You remain in mystery, my love, so
I’m writing to tell you I’ve written you
in my newest book, your novel debut
a character of similar intents and manners to your own.
The object of my heroine’s suffering.
She herself longs for someone,
a sylph only known in masquerade
and yet more known than you have ever been to me.
Yours newly drafted, Mrs.
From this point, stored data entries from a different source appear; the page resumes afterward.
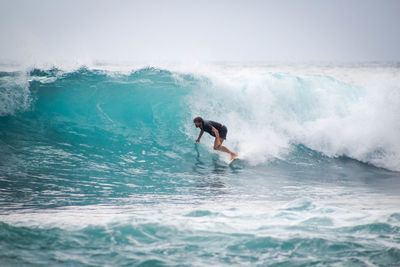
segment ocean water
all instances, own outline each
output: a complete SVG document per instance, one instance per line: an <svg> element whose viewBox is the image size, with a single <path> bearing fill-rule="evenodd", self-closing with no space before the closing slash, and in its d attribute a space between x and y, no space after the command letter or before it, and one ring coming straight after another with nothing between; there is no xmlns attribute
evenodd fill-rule
<svg viewBox="0 0 400 267"><path fill-rule="evenodd" d="M4 69L1 266L400 266L398 64Z"/></svg>

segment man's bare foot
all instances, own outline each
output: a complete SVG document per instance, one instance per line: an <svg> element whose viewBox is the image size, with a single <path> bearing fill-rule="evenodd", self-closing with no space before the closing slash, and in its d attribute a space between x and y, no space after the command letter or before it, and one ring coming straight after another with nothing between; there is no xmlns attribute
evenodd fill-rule
<svg viewBox="0 0 400 267"><path fill-rule="evenodd" d="M232 153L232 154L231 154L231 161L234 160L234 159L236 159L237 157L238 157L238 154Z"/></svg>

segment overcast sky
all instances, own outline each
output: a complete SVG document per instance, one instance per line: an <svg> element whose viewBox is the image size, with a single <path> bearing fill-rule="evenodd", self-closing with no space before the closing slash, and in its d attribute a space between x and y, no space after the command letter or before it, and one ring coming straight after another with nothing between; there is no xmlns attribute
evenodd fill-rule
<svg viewBox="0 0 400 267"><path fill-rule="evenodd" d="M0 0L0 60L398 61L400 0Z"/></svg>

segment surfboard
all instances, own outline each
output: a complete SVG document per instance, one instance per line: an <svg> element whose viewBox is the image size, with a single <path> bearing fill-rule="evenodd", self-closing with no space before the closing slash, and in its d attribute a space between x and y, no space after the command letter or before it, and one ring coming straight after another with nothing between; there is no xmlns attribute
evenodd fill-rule
<svg viewBox="0 0 400 267"><path fill-rule="evenodd" d="M234 159L231 159L231 160L228 162L228 165L231 165L233 162L238 161L238 160L239 160L239 157L236 157L236 158L234 158Z"/></svg>

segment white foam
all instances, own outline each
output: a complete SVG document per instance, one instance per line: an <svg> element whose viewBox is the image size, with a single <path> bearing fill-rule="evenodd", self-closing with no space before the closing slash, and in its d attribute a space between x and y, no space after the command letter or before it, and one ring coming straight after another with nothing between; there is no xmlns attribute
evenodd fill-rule
<svg viewBox="0 0 400 267"><path fill-rule="evenodd" d="M192 116L227 125L227 146L253 164L301 143L400 171L399 68L214 66L199 73L210 80L189 96Z"/></svg>
<svg viewBox="0 0 400 267"><path fill-rule="evenodd" d="M30 95L25 73L0 77L0 116L28 109L32 101Z"/></svg>

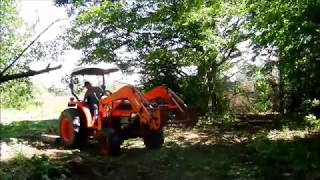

Cavendish

My darling libertine,
I long for someone anyone loving,
but the boy is unconceived
and I will not be freed from wedlock
while you roam free among a world of women,
but this is nothing new.
You chose mistresses and cards.
Here are mine laid on the table:
This miscarriage of my love is too much to bear
and I’ve tried for your child, your heir, to no release.
You hold me your hostage to his birth,
though I’ve mothered your flesh,
your blood, your illegitimacy,
and I’ve loved her as my own.
Sincerely, your most devoted Duchess

Dear Mama,
God save me from this man;
but this is not what I mean to write.
I need help, Mother dearest.
I think myself ill, yellowing,
dying in my debts
and on my knees before you.
But you don’t believe me; I have written you before.
You think me ill of excess,
symptomatic of money squandered.
If only I were saved by my dear, rich Duke!
But he must never know, Mother,
so here I ask you now for your grace
and a hundred pounds.
In prayers, your Dear little Gee

My Duke,
I’ve killed you with my words, or rather
I’ve written you to kill yourself.
I have finally chosen a title.
Who is The Sylph, you might ask?
He is everything unknown to me in you
and everything I know you are not.
He is my hope in a future
free from the bonds of a male birth,
from my debts,
from you.
And yet, here I remain
writing books of Julia’s, not Georgiana’s,
and letters which will never be sent,
my only consolation that you will never read these words.